Y así, con esos mimbres cómo es posible evangelizar. Si no hay fuego en nuestro interior por mostrar una vida que vale la pena ser vivida. Para convencer a alguien de que algo merece la pena, se tiene que tener una buena dosis de convicción en lo que se hace. Pero si todo se ha convertido en mera rutina burocrática. En un mercadeo de las cosas sagradas, en un vivir de la palabra sin un gramo de coherencia, en un echar balones fuera; no esperemos que nadie desee acercarse a la fe, que nadie tenga ganas de conocer qué nos hace tan alegres, tan comprometidos, tan buena gente.

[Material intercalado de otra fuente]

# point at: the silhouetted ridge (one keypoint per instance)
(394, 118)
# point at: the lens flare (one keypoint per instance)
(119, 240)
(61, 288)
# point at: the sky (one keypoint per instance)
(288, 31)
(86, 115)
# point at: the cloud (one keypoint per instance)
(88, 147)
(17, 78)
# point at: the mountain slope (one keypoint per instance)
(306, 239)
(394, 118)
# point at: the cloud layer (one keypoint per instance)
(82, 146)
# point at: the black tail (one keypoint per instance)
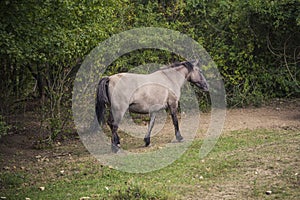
(102, 99)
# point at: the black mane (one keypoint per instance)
(187, 64)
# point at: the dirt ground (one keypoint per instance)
(19, 146)
(18, 149)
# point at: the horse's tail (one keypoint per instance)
(102, 99)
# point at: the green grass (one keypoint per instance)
(244, 164)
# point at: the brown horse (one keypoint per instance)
(145, 94)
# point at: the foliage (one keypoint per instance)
(3, 127)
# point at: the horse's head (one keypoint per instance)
(196, 77)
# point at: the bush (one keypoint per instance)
(3, 127)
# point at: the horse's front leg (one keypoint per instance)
(151, 124)
(173, 109)
(115, 140)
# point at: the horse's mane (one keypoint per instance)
(187, 64)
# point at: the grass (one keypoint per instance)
(243, 165)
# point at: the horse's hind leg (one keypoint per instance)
(151, 124)
(115, 140)
(173, 109)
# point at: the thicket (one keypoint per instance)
(255, 44)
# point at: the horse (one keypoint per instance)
(145, 94)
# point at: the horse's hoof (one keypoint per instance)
(147, 142)
(115, 148)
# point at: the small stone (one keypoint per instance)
(268, 192)
(42, 188)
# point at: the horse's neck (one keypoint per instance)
(175, 76)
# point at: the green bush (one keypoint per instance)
(3, 127)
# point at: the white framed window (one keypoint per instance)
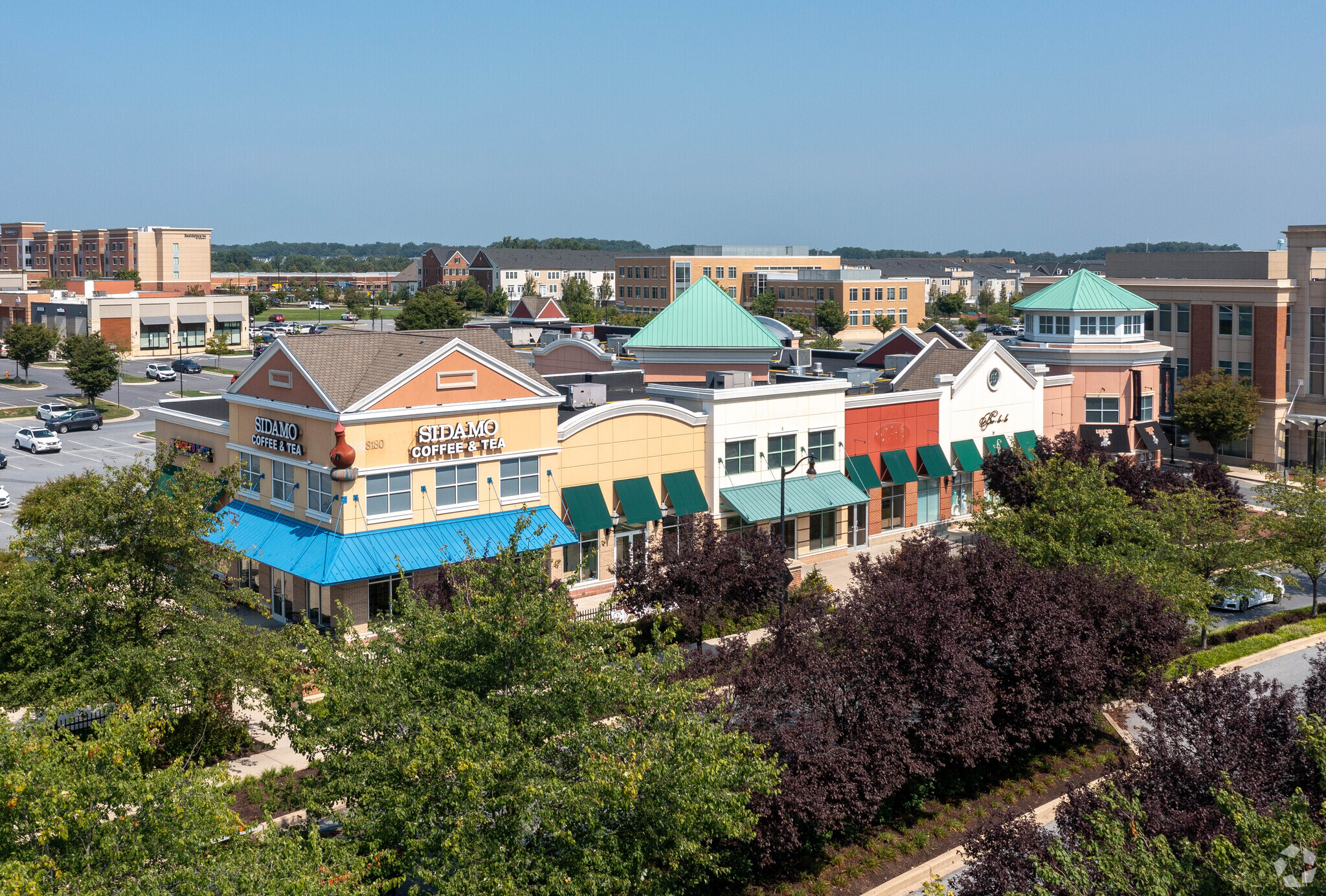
(251, 473)
(283, 482)
(320, 492)
(519, 478)
(388, 493)
(456, 484)
(1101, 409)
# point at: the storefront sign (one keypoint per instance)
(192, 449)
(278, 435)
(463, 436)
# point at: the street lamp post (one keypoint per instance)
(783, 519)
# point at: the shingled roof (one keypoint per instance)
(349, 365)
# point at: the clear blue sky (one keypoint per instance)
(928, 126)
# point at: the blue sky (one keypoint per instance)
(923, 126)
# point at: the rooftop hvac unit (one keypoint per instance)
(796, 358)
(587, 394)
(727, 378)
(859, 375)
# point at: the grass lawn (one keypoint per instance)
(1219, 654)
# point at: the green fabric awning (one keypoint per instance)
(899, 467)
(1027, 440)
(588, 510)
(932, 459)
(684, 493)
(969, 455)
(759, 502)
(638, 501)
(862, 473)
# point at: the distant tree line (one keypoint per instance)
(1097, 254)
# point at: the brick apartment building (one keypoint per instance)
(166, 258)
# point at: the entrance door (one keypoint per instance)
(859, 526)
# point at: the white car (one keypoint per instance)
(1268, 589)
(54, 409)
(38, 440)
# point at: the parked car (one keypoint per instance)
(47, 411)
(36, 440)
(1268, 589)
(80, 419)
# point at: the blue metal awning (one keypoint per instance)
(329, 558)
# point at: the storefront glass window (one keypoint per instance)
(251, 472)
(821, 444)
(389, 493)
(894, 506)
(519, 476)
(783, 451)
(154, 336)
(927, 500)
(192, 336)
(739, 458)
(458, 484)
(824, 529)
(320, 492)
(581, 558)
(283, 482)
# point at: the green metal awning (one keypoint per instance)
(862, 473)
(899, 468)
(759, 502)
(684, 493)
(932, 459)
(638, 501)
(969, 455)
(588, 510)
(1027, 440)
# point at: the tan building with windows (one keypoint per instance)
(646, 283)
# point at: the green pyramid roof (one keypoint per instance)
(1084, 292)
(703, 317)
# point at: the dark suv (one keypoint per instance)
(81, 419)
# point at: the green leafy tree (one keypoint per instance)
(831, 319)
(169, 634)
(219, 345)
(27, 344)
(1297, 522)
(130, 273)
(96, 814)
(500, 746)
(92, 365)
(1217, 409)
(765, 304)
(431, 311)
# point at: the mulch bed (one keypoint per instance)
(853, 869)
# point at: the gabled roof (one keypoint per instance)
(1084, 292)
(704, 317)
(350, 365)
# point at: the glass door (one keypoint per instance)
(859, 528)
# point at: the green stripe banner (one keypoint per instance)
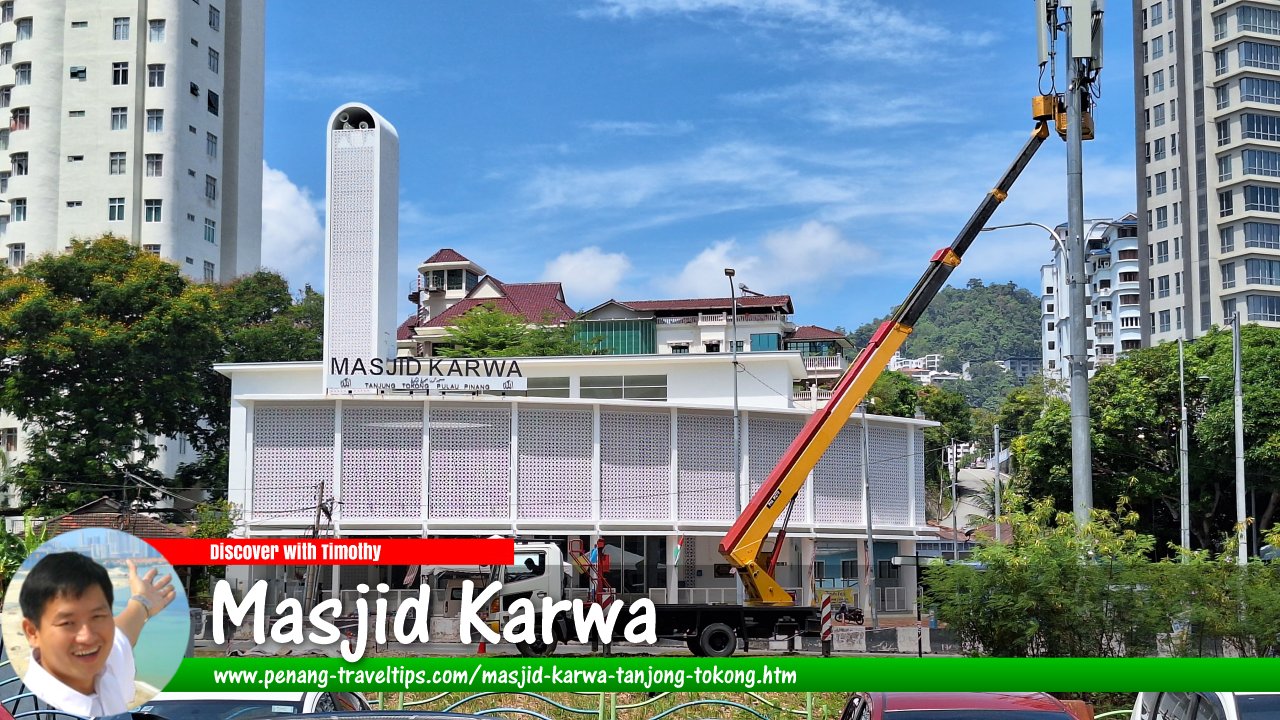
(736, 674)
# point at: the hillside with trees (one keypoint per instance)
(974, 323)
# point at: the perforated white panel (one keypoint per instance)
(837, 481)
(888, 475)
(470, 463)
(353, 241)
(292, 455)
(554, 465)
(635, 465)
(768, 440)
(382, 461)
(705, 481)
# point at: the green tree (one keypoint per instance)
(261, 320)
(103, 347)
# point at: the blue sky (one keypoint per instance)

¡Ay de quienes se echaron atrás y desde las barricadas siguen bombardeando a la Iglesia!. ¡Ay de quienes predican una fe propia, la que ellos creen, no la que nos dejó Jesucristo!. ¡Ay de quienes buscan hacer cambios por fuera que no impliquen cambiar por dentro!. Nada de todo eso les preocupó a los santos que nos precedieron. Ellos se ocuparon de su pequeña parcela con el corazón en la mano. Y no necesitaron campañas publicitarias, porque ellos mismos reflejaban en su vida aquello que todos nosotros necesitamos reflejar: la mirada de Cristo, la pasión por la salvación del ser humano. La creencia de que somos una gota necesaria, en el desierto árido de la increencia que es el mundo.
Deseo de verdad que todos esos esforzados testigos de Cristo, vivan plenamente convencidos de que lo que llevan entre manos vale la pena. ¡Que se lo crean, leñe!.